Big Data 20 min read

Comprehensive Guide to Data Lineage: Model Design, Optimization, and Use Cases at ByteDance

This article presents an in‑depth overview of data lineage at ByteDance, detailing the design of storage, display, abstraction, implementation, and storage layers, optimization techniques for real‑time updates and queries, open export methods, practical use cases across asset, development, governance, and security domains, and future directions.

Big Data Technology & Architecture
Big Data Technology & Architecture
Big Data Technology & Architecture
Comprehensive Guide to Data Lineage: Model Design, Optimization, and Use Cases at ByteDance

Data lineage is a fundamental capability that helps users discover, understand, and leverage data. This article focuses on the storage and export of data lineage, sharing model design, optimization strategies, and practical use cases from ByteDance, many of which are offered through Volcano Engine DataLeap.

1. Data Lineage Model – Challenges The rapid expansion of business, user base, and data warehouse construction leads to non‑linear growth in metadata, raising challenges in scalability, performance, timeliness, and business empowerment.

2. Data Lineage Model – Presentation Layer ByteDance maintains various metadata types (Hive, ClickHouse, Kafka, ES, Redis) in a unified platform, visualizing assets and their upstream/downstream relationships.

3. Data Lineage Model – Abstraction Layer The abstraction layer consists of asset nodes (circles) and task nodes (diamonds). Examples include a FlinkSQL job consuming a Kafka topic and writing to a Hive table, schema propagation across topics and tables, and hierarchical task‑asset connections.

4. Data Lineage Model – Implementation Layer Implemented primarily with Apache Atlas, extending its type system with ByteDance‑specific attributes and sub‑task definitions to store task‑related metadata.

5. Data Lineage Model – Storage Layer Uses Atlas’s native graph database JanusGraph (backed by HBase) and, when needed, switches to OLTP databases such as MySQL for cost or performance reasons.

Data Lineage Optimization

1. Real‑time Update Optimization Two approaches were evaluated: (a) engine‑side hooks that push lineage after DAG construction, offering independence but high integration cost; (b) task‑platform notifications via API/MQ, providing better extensibility. ByteDance adopted the latter, reducing update latency from days to minutes.

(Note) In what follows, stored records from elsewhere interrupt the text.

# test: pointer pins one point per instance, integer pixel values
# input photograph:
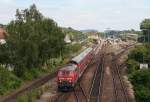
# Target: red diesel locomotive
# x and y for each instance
(68, 75)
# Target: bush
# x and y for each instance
(141, 81)
(8, 81)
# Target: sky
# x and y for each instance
(84, 14)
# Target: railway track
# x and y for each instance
(79, 94)
(97, 84)
(120, 93)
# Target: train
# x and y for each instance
(69, 74)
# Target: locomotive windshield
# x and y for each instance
(64, 72)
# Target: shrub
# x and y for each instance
(8, 81)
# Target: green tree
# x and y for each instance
(145, 27)
(32, 40)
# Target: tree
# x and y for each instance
(145, 27)
(33, 39)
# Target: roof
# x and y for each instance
(69, 67)
(79, 58)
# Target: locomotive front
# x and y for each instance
(67, 77)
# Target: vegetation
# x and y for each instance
(140, 78)
(35, 45)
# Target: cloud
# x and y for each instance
(82, 14)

2. Query Optimization To improve multi‑node lineage queries, batch query interfaces were added to JanusGraph, and asynchronous batch processing was introduced, yielding noticeable performance gains for high‑frequency asset queries.

3. Open Export Lineage data can be exported to Excel, warehouse tables, APIs, or as change‑feed topics, allowing downstream consumers to choose the most suitable method for their needs.

Data Lineage Use Cases

1. Asset Domain Lineage supports asset hotness calculation (similar to PageRank) and helps users trace data origins for development or troubleshooting.

2. Development Domain Enables impact analysis (pre‑change) and root‑cause analysis (post‑change) by traversing upstream/downstream lineage.

3. Governance Domain Supports link‑status tracking for critical tasks and data‑warehouse governance such as removing redundant tables.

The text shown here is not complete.